Yet again, the Chinese online fast fashion retailer SHEIN, has come under the scanner after a report revealed that the app periodically accessed the contents of the clipboard on Android devices. The report highlighted SHEIN data stealing process through the user’s clipboard
According to the Microsoft report, an old version of the SHEIN Android application was able to access and read the contents of the clipboard of the Android device.
Moreover, on noting a particular pattern, the SHEIN android app also sent the contents of the clipboard to a remote server.
Though Microsoft researchers did not find any malicious intent behind the clipboard data-stealing procedure, they noted that the step did not help users perform any specific task.
The SHEIN’s Android application in question is available on the Google Play Store and has over 100 million downloads, leading to speculations regarding the company’s clipboard behavior and the risk posed by the app.
SHEIN Data Stealing
In its report, cybersecurity firm Sophos noted that, Zoetop, owner of SHEIN and ROMWE, added some extra codes to its Android shopping app that turned the app to perform tasks similar to a marketing spyware tool.

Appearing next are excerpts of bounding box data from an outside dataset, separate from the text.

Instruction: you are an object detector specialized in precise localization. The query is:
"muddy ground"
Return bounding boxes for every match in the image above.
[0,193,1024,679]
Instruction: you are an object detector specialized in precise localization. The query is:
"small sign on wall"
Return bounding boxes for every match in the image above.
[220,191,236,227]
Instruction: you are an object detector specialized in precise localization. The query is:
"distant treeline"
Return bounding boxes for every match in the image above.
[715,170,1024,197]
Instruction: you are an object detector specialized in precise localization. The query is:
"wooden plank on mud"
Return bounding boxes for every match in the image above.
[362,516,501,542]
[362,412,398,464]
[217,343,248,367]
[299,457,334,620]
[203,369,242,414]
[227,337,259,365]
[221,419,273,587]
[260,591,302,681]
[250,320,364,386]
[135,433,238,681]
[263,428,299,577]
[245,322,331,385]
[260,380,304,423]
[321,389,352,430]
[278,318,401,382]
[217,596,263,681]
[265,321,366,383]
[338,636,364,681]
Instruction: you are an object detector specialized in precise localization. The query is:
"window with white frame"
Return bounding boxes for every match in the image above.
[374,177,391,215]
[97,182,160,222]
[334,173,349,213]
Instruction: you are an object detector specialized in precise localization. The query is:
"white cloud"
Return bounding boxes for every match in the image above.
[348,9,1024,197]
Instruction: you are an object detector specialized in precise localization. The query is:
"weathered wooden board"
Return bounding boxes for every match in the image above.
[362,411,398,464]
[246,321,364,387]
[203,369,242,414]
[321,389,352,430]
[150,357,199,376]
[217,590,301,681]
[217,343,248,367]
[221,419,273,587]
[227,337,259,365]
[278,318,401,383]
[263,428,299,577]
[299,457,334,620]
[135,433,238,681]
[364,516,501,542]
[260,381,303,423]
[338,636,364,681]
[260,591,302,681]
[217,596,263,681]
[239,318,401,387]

Version 7.9.2 of SHEIN was found to have this code from 2022.
Such perusing of clipboard content is not permitted in the latest Android versions and users are alerted if such activity is detected.
Interestingly, ever since Microsoft’s report revealed SHEIN’s unauthorized access to the user’s clipboard, the app got updated several times.
Google has also added mitigation measures to help users identify apps that have dubious tools in place that breaches security.
Moreover, Sophos has also urged users to pay attention to app privacy violations even if it was vetted and ranked by Google Play.
Accessing the data from the clipboards of over 100 million users raises questions regarding the user’s security and the vulnerability of information such as passwords, usernames, and links shared on the platform.
SHEIN Data Breach, Company Fined $1.9m
However, this is not the first time the fashion e-commerce brand has been accused of mishandling user data.
In 2018, Zoetop was fined $1.9m (£1.69m) for mishandling of a data breach incident where the login details of over 39 million SHEIN account users was stolen. The hackers were able to access sensitive user information that included credit card details, names, emails, and passwords.
According to a BBC report, the company had lied about the severity of the data breach and alerted “only a fraction” of the users who were impacted by the incident.
The report revealed that the leaked information included over 800,000 New York users. The data, which included login credentials, was later found on the dark web.